A few years ago I had the privilege to put together a family snow retreat. Our goal was really to get kids and parents away from everyday life and create memories. Little did I know, a small activity with M&M candies would become one of my most favored ministry moments. It was a simple way to pray, families simply grabbed the candies and each color represented something to pray for. After I had finished prayer with my own family, I looked up to scan the room, and I saw families praying. Kids were praying for mom and dad, moms for dads, and brothers for sisters! While the word beautiful just doesn’t say it all, it was, just so beautiful. Later that evening, I asked what one of the kids thought, and she said it was the first time she had every prayed with her parents. She continued that she didn’t feel she knew how. Another parent said they had also never prayed as a family, they just didn’t know where to start.
In our constant motion of life, do we sit down at the table and bed-sides and just pray? For our kids? Many of our families (including ours) learned on that trip that while the kids often witnessed the parents praying, they really were more spectators than participants. As kids grow they get that lovely “embarrassment” hormone. Suddenly they are intimidated by something they would happily volunteer for at age 3. It is in the preteen ages that kids become a little more reserved about praying as a family. So I began to question, how do we keep that three year old?
Here are some ways to teach kids how to pray. I challenge you to try at least two. I have also included the M&M’s Prayer guide. Make sure that kids know that prayer is a time with God. Things like laughing at one another for “mess-ups” or making fun should not be allowed. Creating a supportive, positive atmosphere will help kids grow strong in their prayer life.
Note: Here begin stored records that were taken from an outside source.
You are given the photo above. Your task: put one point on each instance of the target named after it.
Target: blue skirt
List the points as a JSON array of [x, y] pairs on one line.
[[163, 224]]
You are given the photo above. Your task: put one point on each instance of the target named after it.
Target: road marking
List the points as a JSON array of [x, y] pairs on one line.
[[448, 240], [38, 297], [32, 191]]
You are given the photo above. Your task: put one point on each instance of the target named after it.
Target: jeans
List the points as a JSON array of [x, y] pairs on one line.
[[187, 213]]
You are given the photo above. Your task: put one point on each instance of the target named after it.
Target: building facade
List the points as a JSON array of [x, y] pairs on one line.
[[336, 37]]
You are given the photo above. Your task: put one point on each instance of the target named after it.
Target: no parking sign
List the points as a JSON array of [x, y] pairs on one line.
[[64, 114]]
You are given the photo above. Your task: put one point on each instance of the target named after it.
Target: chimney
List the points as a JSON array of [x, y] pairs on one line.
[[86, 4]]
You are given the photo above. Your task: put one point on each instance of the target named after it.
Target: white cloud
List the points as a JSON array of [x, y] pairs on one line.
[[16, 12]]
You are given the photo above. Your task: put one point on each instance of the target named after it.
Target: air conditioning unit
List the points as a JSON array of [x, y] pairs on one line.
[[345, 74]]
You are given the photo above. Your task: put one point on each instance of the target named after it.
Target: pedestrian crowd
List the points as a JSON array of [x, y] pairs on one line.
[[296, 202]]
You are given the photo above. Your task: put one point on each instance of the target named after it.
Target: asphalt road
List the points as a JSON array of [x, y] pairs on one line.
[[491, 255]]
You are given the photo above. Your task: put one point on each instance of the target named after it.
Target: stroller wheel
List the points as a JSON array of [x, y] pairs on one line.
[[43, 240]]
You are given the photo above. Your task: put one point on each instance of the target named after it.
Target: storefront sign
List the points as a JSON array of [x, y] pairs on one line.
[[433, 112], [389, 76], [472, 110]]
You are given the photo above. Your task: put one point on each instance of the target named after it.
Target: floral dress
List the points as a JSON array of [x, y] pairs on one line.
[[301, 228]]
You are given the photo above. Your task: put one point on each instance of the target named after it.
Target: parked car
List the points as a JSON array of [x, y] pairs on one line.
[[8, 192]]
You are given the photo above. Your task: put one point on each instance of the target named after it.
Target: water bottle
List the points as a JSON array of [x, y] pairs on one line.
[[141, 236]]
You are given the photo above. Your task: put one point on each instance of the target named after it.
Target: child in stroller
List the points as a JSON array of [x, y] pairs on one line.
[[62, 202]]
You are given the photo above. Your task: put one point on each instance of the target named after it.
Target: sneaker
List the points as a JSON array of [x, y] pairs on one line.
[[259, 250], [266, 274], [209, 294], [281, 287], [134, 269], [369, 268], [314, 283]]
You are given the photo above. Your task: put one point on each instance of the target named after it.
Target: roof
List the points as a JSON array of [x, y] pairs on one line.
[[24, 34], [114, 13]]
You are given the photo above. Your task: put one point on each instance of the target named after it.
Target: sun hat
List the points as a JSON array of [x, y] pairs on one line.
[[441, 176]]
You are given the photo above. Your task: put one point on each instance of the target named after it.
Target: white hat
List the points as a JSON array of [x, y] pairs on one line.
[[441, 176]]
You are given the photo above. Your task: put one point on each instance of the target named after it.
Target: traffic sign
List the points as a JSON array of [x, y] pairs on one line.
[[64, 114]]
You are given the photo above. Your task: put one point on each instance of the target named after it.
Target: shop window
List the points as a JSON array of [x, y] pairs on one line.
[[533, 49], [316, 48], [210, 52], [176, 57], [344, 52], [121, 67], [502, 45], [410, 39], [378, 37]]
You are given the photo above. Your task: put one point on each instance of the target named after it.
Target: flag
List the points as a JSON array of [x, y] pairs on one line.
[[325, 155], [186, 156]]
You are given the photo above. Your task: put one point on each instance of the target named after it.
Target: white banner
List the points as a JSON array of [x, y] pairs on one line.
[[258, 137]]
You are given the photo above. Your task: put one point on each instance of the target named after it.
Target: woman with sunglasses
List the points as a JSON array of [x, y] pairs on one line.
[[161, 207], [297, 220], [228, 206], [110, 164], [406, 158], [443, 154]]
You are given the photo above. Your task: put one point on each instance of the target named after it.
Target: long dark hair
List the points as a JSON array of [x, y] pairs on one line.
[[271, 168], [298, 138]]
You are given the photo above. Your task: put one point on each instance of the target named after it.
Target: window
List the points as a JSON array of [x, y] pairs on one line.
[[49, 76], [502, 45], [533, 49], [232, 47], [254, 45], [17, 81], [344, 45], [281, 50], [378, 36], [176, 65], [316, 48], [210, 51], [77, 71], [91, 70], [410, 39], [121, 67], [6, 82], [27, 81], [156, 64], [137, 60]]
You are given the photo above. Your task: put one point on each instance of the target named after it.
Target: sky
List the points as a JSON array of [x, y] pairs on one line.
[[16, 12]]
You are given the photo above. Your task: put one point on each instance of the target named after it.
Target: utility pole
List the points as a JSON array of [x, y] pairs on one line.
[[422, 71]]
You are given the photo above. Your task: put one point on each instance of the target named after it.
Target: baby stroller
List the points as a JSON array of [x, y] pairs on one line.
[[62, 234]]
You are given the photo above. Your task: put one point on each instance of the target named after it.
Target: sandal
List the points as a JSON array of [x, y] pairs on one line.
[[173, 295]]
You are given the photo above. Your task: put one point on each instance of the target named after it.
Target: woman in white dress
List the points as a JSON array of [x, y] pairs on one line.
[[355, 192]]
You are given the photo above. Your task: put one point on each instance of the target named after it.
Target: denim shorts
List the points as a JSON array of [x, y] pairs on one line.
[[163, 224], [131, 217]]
Lastly, teaching our kids that they can pray anywhere at anytime is so important. A whispered prayer before a test or recital will teach kids that they can place their fears and joys in Jesus’ hands for themselves.
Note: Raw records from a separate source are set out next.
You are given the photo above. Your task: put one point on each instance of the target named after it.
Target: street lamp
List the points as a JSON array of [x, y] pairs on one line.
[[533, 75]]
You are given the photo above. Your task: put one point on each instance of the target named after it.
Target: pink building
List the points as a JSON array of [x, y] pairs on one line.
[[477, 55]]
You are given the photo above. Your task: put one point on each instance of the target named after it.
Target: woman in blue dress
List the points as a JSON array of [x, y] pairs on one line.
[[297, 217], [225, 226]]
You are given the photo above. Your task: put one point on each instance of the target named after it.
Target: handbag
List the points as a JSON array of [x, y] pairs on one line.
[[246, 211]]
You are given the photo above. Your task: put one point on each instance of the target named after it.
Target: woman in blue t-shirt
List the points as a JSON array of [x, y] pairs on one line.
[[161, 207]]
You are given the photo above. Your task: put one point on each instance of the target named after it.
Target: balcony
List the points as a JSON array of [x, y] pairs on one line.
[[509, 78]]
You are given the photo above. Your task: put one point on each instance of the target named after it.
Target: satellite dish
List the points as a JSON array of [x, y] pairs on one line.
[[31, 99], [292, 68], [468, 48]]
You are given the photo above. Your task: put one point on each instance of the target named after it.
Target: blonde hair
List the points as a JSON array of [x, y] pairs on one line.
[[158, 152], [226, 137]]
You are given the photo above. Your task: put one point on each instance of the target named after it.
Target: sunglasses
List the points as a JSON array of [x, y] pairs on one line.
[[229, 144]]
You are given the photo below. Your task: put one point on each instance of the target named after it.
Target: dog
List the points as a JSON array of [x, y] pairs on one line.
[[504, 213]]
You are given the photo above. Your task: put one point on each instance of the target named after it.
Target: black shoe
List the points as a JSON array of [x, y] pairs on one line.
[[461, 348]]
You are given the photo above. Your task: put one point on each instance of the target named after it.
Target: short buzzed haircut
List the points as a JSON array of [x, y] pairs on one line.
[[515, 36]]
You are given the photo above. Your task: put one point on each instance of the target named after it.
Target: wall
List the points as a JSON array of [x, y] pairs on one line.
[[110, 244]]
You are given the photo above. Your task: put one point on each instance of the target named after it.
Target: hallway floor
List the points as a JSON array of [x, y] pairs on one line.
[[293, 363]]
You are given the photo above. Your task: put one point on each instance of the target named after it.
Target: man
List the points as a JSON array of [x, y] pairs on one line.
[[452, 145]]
1) M&M’s Prayer, each family member takes a few (you can decide the number) candies. As a family, one parent starts and as you pray for that color of M&M the next person goes until all M&M’s are done.
- yellow – a friend
- blue – a sibling
- green – spouse (or future spouse)
- brown – teacher
- orange – parent
- red – church leader
2) Sentence Prayer. For small children try starting the sentences and letting them finish:
- “Lord, I thank you for…”
- “Lord, forgive me for…”
- “Lord, help my friend…”
- “Lord, help me be more…”
- “Lord, help me to let go of…”
- “Lord, give me the courage to…”
3) Ups and Downs. Ask your children what their “ups” were from the day, and then ask them about their “downs” from the day. Share yours as well, and then pray for them together.
4) Prayer Journal. Share your prayer requests with the other members of your family and then record them in a prayer journal. Pass the journal and pray over each others requests. The next time you pray together, look over the requests you listed previously and update any changes and answers. This is a good way to see how God has been active in your prayer lives.
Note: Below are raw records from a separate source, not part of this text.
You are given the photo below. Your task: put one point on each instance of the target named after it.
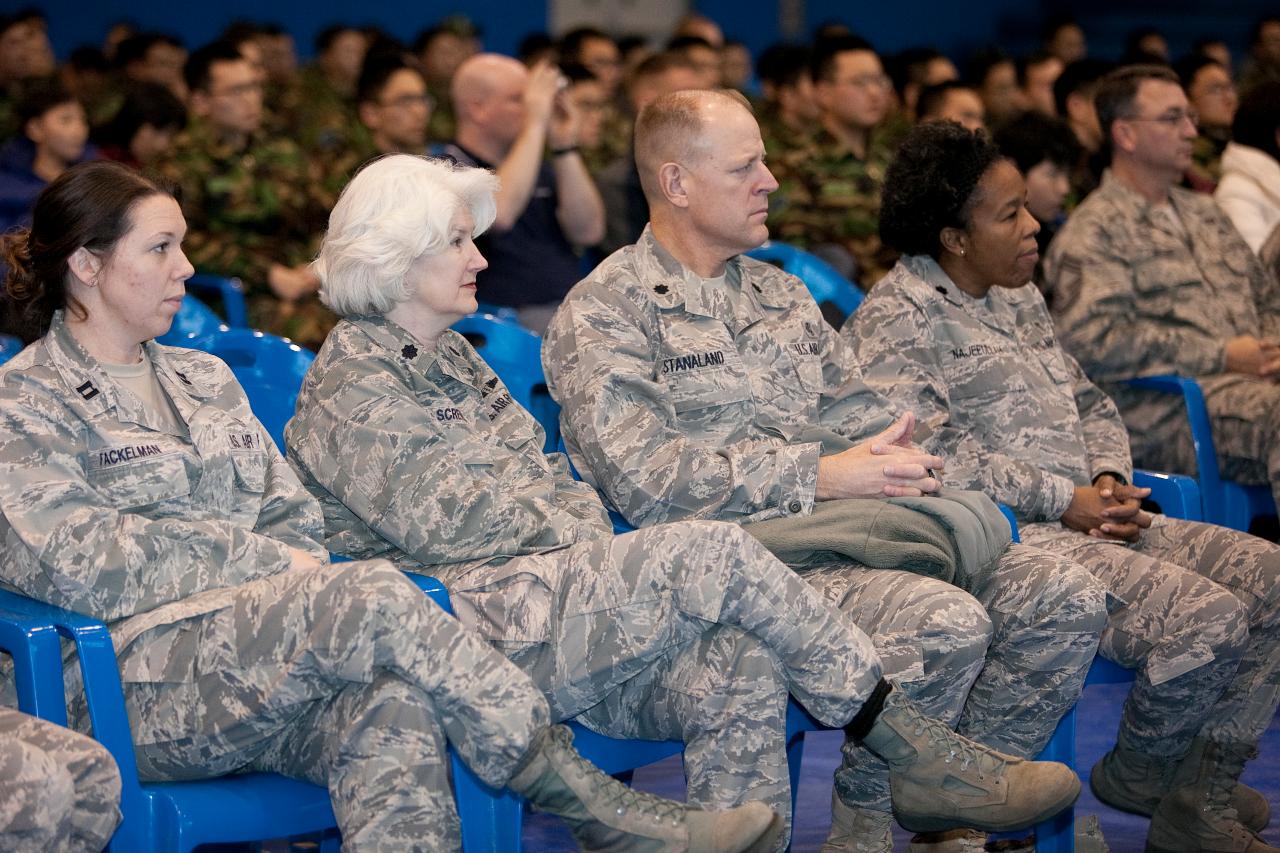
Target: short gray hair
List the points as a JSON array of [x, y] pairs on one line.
[[396, 210]]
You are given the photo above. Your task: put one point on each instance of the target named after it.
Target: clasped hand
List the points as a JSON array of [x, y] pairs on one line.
[[887, 465]]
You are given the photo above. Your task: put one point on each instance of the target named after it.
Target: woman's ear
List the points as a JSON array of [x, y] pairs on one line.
[[85, 265], [954, 241]]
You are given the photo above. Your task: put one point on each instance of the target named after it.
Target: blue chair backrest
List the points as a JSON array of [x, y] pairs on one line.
[[193, 320], [822, 279], [515, 355], [268, 366], [9, 347], [229, 292]]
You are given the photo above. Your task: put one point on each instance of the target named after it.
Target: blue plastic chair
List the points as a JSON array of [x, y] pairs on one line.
[[268, 366], [193, 320], [9, 347], [1233, 505], [156, 816], [822, 279], [516, 355], [231, 291]]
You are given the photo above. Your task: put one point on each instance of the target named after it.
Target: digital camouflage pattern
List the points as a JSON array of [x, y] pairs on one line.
[[231, 658], [828, 196], [248, 209], [59, 790], [685, 398], [1198, 606], [691, 630], [1138, 292]]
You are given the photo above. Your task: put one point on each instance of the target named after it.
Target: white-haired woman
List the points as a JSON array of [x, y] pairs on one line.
[[137, 487], [417, 454]]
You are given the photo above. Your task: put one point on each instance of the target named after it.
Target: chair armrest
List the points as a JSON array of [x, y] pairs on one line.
[[232, 292], [1178, 496]]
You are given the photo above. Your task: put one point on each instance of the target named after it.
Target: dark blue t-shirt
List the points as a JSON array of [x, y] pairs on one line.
[[531, 264]]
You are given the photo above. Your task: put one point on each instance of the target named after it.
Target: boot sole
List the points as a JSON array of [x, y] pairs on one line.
[[768, 839], [929, 824]]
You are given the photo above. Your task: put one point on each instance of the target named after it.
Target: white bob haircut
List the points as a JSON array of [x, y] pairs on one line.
[[396, 210]]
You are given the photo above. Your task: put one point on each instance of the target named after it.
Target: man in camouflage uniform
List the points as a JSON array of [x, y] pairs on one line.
[[688, 375], [240, 647], [1153, 279], [828, 188], [59, 790], [1198, 607], [250, 200]]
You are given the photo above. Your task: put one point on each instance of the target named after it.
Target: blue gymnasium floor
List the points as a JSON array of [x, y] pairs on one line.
[[1097, 716]]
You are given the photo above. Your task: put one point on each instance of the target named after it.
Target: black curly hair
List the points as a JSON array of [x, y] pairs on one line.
[[931, 185]]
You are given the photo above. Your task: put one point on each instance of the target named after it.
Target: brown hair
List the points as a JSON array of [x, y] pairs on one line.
[[87, 205]]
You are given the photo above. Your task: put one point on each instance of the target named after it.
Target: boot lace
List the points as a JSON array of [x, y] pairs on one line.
[[618, 797], [959, 749]]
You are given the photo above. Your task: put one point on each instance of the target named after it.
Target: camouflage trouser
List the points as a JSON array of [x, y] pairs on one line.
[[1041, 616], [1244, 416], [689, 632], [1200, 621], [346, 676], [59, 790]]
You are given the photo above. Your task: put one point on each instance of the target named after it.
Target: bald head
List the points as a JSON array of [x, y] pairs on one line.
[[673, 129], [481, 77]]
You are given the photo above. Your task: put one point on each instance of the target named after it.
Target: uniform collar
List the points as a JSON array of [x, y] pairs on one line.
[[736, 301], [100, 393]]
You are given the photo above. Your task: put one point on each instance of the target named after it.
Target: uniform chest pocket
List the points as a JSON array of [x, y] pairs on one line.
[[705, 387], [128, 483]]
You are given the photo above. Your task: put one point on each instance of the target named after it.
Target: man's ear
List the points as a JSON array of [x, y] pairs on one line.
[[671, 181], [85, 265], [954, 241]]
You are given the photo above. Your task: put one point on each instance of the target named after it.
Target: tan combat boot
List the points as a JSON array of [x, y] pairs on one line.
[[606, 815], [1196, 816], [941, 780], [858, 830], [1134, 781]]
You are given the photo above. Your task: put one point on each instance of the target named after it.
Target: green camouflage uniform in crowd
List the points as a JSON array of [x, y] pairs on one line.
[[828, 196], [246, 210], [684, 398], [780, 138], [59, 790], [1144, 290], [616, 129], [1198, 606], [231, 658], [689, 632], [324, 115]]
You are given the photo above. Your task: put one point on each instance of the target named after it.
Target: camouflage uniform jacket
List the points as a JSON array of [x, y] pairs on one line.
[[449, 475], [993, 392], [246, 209], [826, 195], [108, 514], [685, 398], [1134, 297]]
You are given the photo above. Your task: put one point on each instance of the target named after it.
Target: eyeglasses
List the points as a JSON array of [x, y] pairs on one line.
[[865, 81], [407, 101], [241, 90], [1173, 118]]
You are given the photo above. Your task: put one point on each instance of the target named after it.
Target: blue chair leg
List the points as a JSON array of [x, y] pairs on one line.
[[492, 820], [1057, 834]]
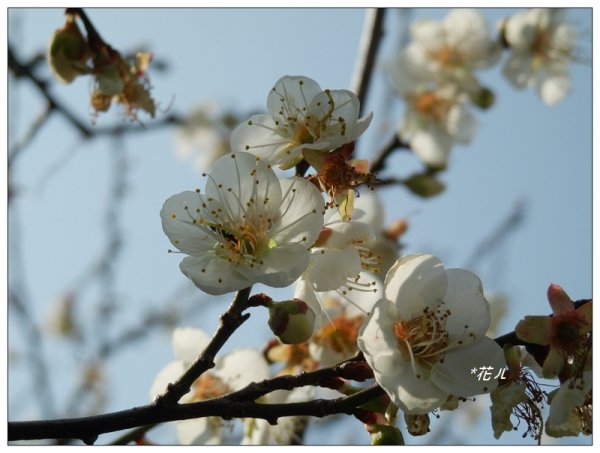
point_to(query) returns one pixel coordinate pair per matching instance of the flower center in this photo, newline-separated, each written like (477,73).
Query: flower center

5) A.C.T.S. Prayer. This is a well-known form of prayer that is easy to remember:
- A stands for “adoration.” Begin the prayer by simply adoring God for who He is.
- C stands for “confession.” Spend some time confessing your sins.
- T stands for “thanksgiving.” Take time to thank God for the blessings that He has given to you and your family.
- S stands for “supplication.” Lift up specific areas of your life in which you need God to supply for your needs.